Amazfit Bip Max: a $100 sports watch with a 3,000-nit screen and offline maps

By: Anton Kratiuk | today, 17:19
Record-brightness display on the Amazfit Bip Max. Image: Amazfit Record-brightness display on the Amazfit Bip Max. Image: Amazfit. Source: Photo: Amazfit

Amazfit has launched the Bip Max, a sports smartwatch priced at $99.99 in the US and £99.90 in the UK. Its headline spec is a 2.07-inch AMOLED display with 3,000 nits of peak brightness — a figure that matches the Apple Watch Ultra 2, per Basic Tutorials. At this price, that's genuinely unusual.

The screen and storage

The Bip Max upgrades on the Bip 6 in two key areas. The display grows from 1.97 to 2.07 inches, and onboard storage jumps from 512 MB to 4 GB — an 8x increase, as confirmed by Gadgets & Wearables. That storage bump matters: it enables offline map downloads and local music playback, so the watch can function independently of a phone on a run or hike. The Bip 6 had barely 100 MB of usable space for a user, which made those features impractical.

What's inside

The watch runs ZeppOS 5.0 with a new Flow 2.0 AI assistant. Amazfit also adds Hybrid Training support, which combines GPS workout data with health metrics — heart rate, SpO2, and HRV (heart rate variability, a marker for recovery). There are 150 sport modes. The 550 mAh battery is rated for up to 20 days of typical use or 40 hours of continuous GPS tracking, according to Notebookcheck.

The catch

One notable omission: no NFC, which means no contactless payments. That limits its appeal compared to rivals like the Samsung Galaxy Watch 7 and Apple Watch SE, both of which support tap-to-pay. If you use your watch to pay for your post-run coffee, this one won't help. The Zepp Coach AI training assistant also positions the Bip Max against Garmin's Forerunner lineup — but at a fraction of the cost.

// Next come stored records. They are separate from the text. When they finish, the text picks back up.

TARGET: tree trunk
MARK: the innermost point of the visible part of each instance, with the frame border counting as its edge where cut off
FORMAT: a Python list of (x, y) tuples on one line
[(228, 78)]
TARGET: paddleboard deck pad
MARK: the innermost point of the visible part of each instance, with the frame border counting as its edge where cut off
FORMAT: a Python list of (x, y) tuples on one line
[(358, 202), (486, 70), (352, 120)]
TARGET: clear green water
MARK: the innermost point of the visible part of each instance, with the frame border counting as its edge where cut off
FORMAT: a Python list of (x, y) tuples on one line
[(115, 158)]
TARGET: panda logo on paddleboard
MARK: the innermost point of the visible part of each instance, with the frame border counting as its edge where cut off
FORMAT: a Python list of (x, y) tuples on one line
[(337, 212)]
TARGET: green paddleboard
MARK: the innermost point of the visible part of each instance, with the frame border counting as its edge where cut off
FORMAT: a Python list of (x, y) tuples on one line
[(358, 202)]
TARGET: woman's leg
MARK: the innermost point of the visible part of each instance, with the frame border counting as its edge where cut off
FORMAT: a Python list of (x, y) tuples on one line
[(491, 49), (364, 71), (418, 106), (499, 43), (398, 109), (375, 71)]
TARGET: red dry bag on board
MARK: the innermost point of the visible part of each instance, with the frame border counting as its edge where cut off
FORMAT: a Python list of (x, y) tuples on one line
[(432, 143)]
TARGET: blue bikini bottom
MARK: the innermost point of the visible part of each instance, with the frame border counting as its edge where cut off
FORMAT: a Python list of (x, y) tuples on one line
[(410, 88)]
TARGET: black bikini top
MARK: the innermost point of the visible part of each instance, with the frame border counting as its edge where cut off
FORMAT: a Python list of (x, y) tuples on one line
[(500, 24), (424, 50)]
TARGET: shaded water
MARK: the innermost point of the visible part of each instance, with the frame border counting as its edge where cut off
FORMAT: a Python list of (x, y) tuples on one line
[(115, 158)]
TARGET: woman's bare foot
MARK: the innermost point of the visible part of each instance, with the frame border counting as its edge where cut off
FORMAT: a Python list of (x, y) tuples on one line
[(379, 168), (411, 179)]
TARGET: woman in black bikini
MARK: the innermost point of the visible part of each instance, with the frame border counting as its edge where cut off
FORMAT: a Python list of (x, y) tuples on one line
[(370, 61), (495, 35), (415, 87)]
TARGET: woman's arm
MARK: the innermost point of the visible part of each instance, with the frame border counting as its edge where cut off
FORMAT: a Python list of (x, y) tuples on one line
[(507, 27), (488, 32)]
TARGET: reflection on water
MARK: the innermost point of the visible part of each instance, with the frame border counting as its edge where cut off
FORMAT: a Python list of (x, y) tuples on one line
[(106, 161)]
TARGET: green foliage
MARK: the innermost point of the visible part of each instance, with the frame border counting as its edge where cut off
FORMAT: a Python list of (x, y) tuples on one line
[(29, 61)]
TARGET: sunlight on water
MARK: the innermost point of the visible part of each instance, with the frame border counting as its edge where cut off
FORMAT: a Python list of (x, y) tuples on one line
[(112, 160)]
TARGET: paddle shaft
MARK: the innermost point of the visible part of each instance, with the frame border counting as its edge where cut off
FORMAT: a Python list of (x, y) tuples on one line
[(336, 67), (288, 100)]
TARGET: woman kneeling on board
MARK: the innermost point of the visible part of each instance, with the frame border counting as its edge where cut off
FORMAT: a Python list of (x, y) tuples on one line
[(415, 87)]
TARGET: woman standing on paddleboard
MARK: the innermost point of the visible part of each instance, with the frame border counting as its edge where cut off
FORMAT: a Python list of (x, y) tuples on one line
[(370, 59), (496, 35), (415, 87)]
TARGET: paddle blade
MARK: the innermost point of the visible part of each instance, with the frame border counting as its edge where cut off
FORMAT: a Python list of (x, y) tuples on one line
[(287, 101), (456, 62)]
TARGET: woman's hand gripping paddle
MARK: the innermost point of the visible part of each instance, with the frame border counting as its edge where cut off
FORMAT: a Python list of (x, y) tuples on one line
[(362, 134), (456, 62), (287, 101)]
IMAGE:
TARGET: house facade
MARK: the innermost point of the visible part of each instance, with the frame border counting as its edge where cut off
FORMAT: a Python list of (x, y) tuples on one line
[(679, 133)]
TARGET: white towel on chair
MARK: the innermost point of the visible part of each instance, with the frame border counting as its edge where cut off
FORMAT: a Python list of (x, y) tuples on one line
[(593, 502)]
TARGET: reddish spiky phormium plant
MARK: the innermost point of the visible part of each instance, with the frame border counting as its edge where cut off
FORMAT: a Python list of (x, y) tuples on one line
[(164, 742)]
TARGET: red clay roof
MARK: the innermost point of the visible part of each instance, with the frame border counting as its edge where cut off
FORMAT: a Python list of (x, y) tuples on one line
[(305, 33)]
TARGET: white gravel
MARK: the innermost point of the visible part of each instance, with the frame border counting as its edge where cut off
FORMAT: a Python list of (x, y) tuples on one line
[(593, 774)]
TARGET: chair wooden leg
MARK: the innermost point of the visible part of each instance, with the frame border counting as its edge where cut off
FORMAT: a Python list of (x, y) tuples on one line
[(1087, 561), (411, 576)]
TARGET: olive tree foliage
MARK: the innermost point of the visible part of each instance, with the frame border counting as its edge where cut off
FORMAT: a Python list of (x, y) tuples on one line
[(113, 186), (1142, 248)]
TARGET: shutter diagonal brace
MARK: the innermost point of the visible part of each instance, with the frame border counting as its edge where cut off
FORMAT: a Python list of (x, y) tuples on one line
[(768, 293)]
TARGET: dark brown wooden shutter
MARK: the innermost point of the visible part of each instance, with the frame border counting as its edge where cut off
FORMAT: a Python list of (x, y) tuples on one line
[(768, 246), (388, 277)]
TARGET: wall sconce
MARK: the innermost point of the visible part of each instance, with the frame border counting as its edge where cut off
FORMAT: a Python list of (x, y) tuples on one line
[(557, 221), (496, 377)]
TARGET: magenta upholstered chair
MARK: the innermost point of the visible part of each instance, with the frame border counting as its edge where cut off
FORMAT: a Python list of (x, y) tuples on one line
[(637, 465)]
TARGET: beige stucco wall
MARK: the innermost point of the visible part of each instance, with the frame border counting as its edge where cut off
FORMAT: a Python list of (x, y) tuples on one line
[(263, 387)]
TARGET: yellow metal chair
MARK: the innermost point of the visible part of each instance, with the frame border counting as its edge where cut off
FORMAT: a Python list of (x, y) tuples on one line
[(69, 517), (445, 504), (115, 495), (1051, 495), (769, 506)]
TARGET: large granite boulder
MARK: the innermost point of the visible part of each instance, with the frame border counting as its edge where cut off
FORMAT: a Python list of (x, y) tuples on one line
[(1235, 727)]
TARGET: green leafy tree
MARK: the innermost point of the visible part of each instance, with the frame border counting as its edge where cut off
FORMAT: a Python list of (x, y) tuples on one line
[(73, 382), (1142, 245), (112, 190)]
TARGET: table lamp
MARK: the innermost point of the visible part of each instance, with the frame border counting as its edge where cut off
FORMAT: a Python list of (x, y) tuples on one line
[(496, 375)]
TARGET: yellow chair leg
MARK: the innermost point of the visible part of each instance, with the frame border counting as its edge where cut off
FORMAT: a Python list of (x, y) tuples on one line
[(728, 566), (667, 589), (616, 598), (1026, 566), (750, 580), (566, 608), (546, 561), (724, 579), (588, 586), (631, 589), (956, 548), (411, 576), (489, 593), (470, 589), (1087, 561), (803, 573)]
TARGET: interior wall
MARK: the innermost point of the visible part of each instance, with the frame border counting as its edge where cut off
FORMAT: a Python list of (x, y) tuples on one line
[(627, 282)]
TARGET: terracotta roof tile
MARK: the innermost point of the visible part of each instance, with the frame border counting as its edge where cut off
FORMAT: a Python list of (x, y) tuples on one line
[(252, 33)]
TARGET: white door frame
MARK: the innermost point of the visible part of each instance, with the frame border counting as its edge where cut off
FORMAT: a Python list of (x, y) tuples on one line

Amazfit Bip Max colour options. Image: Amazfit
Amazfit Bip Max colour options. Image: Amazfit

The Bip Max is available now at $99.99 via Amazfit and Amazon in the US, and at £99.90 in the UK. For that price, the display brightness and storage capacity alone make it a strong option for budget-conscious fitness users — as long as contactless payment isn't a dealbreaker.